Però questo non sarebbe spassoso per la sinistra. Che sicuramente per lei ha invece già pensato a un ruolo nel sequel de “La giornata d’uno scrutatore” di Calvino, perché assieme agli altri deformi, minorati e storpi del Cottolengo possa ispirare profonde riflessioni agli intellettuali da salotto in crisi sulla loro funzione in una società così volgare ed eternamente fascista come la nostra. E sai le risate…

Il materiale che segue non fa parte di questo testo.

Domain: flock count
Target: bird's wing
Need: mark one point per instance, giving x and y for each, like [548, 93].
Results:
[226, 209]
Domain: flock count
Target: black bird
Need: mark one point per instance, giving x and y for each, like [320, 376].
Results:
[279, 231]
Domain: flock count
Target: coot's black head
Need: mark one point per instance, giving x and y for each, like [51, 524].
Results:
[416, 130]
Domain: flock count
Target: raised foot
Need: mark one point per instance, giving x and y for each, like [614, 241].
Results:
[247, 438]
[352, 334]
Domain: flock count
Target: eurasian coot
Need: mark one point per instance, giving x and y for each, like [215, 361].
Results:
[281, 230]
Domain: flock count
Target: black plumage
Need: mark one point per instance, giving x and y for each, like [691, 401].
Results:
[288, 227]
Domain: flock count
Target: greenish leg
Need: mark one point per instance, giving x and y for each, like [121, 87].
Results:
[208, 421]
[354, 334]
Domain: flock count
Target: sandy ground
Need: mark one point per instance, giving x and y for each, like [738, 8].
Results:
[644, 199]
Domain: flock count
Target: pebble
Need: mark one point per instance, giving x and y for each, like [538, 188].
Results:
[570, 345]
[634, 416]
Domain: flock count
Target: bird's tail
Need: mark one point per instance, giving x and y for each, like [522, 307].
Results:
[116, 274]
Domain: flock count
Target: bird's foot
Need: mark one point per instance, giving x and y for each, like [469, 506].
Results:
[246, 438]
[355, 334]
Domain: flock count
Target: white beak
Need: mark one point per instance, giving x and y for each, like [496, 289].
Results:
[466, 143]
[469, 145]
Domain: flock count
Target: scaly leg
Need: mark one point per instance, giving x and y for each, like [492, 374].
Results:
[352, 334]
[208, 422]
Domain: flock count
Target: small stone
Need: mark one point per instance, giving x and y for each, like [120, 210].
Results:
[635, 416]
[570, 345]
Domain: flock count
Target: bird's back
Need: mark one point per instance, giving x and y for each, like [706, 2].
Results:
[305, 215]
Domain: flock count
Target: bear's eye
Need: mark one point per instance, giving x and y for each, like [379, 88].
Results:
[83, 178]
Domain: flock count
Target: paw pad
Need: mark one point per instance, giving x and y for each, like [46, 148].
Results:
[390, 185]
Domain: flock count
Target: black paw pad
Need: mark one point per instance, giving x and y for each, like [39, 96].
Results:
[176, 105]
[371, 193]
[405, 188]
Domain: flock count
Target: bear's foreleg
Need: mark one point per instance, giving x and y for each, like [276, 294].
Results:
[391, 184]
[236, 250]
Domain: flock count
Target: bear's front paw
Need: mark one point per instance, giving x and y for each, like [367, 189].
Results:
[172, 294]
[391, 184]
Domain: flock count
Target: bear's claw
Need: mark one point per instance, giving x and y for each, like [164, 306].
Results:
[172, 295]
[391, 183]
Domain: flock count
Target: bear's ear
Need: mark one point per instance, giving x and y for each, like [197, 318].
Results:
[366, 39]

Ne possiamo fare di cose divertenti con Imane Khelif. Ne avremmo da spassarcela, prima che ci venga a noia e che la si butti nella spazzatura. Ce ne sarebbero di cose da fare per quelle come lei, se avessimo cultura, intelligenza e sapienza. Ma tutto questo non c’è. C’è solo la suburra, la chiavica, la porcilaia. E quindi, forse, l’unica cosa che resta da fare ai mostri come lei è racchiusa nella scena finale di “The Elephant Man”. Una scelta terribile, ma almeno quella nobile e coraggiosa.